Don ‘Scrubbs' Blakeney was born in New Plymouth on September 11th, 1943.
Blakeney graduated with a Bachelor of Commerce from Victoria University and by age 30 was given an overseas appointment as P&O's financial controller. It was an invaluable business opportunity, but Blakeney became increasingly disillusioned by the corporate world, and dropped out in 1973.
He found himself acting as the unit caterer, a role which brought him into the orbit of filmmakers like Roger Donaldson and Geoff Murphy, who soon discovered that Blakeney knew a thing or two about financing.
The filmmakers in turn, recommended Blakeney to Jim Booth, who was looking for someone to help facilitate the establishment of the NZ Film Commission. When the Interim Commission became a full fledged body in 1979, Blakeney was asked to become its first Executive Director.

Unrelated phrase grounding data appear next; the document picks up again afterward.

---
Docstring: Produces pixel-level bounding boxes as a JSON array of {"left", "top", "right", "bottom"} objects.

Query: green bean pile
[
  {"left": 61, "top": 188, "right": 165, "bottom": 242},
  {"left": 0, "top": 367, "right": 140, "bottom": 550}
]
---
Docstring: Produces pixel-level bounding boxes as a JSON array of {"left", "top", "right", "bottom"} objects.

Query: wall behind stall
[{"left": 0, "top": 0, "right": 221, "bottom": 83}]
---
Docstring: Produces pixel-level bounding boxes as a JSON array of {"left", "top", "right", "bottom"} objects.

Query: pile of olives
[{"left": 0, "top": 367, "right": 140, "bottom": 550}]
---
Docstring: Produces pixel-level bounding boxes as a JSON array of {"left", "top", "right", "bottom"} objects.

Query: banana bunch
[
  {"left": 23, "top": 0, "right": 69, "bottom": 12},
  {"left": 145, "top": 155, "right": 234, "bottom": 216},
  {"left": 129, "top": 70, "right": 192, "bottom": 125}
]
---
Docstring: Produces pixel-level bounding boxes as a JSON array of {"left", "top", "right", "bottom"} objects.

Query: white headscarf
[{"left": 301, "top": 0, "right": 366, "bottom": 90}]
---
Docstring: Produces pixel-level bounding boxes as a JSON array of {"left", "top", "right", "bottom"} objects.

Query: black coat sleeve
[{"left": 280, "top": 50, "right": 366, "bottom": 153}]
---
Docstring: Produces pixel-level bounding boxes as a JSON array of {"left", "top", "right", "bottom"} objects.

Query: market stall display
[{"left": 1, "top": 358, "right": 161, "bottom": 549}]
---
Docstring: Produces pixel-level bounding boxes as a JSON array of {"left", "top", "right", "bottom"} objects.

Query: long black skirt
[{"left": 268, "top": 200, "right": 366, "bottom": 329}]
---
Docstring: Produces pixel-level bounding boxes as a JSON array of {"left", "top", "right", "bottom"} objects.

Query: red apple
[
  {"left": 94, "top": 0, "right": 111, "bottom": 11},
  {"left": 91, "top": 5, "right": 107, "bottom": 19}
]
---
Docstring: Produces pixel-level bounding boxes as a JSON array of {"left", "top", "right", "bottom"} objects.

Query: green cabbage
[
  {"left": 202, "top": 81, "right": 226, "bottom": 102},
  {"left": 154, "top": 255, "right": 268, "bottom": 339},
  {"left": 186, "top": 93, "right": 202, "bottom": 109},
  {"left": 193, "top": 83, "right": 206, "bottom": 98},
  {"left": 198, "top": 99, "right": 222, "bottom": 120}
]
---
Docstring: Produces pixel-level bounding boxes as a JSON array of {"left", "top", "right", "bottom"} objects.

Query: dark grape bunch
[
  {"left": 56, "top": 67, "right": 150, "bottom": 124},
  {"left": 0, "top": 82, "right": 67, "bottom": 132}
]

Producer Kerry Robins remembers Blakeney's time at the NZFC: "What impressed me the most about him was his open door policy to ALL Kiwi filmmakers, his enthusiasm for their projects and the sound financial advice and NZFC support he would offer where ever he could. [...] he saw the NZFC were there to serve the filmmakers [...] if you needed photocopying done, the NZFC photocopier was freely available and as a result film makers were in and out of the offices all the time ..."

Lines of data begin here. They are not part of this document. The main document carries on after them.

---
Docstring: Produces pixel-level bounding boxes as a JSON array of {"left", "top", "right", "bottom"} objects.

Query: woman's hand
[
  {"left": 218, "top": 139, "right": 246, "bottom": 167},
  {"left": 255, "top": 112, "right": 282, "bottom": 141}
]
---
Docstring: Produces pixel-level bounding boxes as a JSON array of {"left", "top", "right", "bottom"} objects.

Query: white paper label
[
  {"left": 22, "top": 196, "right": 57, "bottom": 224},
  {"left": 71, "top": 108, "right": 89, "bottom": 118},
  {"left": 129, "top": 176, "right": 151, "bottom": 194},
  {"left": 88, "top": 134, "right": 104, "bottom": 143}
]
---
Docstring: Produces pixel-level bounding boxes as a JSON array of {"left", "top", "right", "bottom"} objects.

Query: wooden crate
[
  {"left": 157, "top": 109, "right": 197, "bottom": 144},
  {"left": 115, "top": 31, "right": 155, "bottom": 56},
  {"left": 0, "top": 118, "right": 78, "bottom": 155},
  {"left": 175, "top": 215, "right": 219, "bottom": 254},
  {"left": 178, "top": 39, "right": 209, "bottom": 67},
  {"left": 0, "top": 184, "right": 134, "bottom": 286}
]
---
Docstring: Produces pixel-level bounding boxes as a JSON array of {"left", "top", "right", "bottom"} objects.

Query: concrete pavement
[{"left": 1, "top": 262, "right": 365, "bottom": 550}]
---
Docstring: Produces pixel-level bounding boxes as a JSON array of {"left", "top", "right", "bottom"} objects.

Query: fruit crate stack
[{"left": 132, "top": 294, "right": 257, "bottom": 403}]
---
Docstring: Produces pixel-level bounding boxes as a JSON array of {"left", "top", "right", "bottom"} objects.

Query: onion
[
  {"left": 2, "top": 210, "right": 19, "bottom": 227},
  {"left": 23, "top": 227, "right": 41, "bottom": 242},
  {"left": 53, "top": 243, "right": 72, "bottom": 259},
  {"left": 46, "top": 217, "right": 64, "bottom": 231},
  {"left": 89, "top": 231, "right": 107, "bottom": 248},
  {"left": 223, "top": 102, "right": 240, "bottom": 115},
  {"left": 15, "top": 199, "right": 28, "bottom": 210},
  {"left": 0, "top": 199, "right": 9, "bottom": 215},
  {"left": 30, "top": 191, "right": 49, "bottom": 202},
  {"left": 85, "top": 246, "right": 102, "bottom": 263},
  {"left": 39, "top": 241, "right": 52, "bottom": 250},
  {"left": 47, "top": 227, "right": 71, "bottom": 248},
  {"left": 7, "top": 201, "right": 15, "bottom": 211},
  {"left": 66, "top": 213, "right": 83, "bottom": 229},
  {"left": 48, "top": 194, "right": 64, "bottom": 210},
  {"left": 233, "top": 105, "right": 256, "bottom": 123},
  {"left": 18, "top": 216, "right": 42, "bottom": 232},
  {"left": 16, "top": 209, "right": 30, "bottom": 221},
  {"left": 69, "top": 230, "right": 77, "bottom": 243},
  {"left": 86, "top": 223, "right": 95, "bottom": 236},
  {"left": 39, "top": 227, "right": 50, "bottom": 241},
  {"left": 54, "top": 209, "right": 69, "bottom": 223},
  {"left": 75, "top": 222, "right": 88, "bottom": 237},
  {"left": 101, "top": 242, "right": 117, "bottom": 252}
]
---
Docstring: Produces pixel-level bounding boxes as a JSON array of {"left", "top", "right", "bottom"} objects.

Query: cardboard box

He pioneered the use of tax shelter mechanisms in the financing of Paul Maunder's Sons For The Return Home (1979), and Murphy's Goodbye Pork Pie (1981), helping raise private equity to get these films made.

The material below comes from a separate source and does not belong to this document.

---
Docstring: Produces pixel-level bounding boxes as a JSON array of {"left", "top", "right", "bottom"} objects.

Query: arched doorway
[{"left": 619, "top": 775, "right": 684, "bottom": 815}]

Although Utu was achieved solid critical attention, sales were elusive. Blakeney chose to recut the picture, a decision that resulted in a turnaround in sales.
Unfortunately the Inland Revenue Department had decided to open the books on dozens of film productions (including Utu), alleging financing irregularities amounting to tax evasion.
Blakeney was one of only two producers who chose to fight the IRD Commissioner's assessment, rather than settle. After 20 years, and a legal battle which went all the way to the Privy Council, the production was cleared.
The battle took its toll on Blakeney and his public career as a producer, although privately, his advice was sought, and he worked behind the scenes on various productions.
Today, Blakeney lives with his family in a small East Coast community. Although justifiably proud of his contributions to NZ film in the past, he is content to stay out of the arena now, though he has been a judge in local heats of the 48 Hour Film Festival.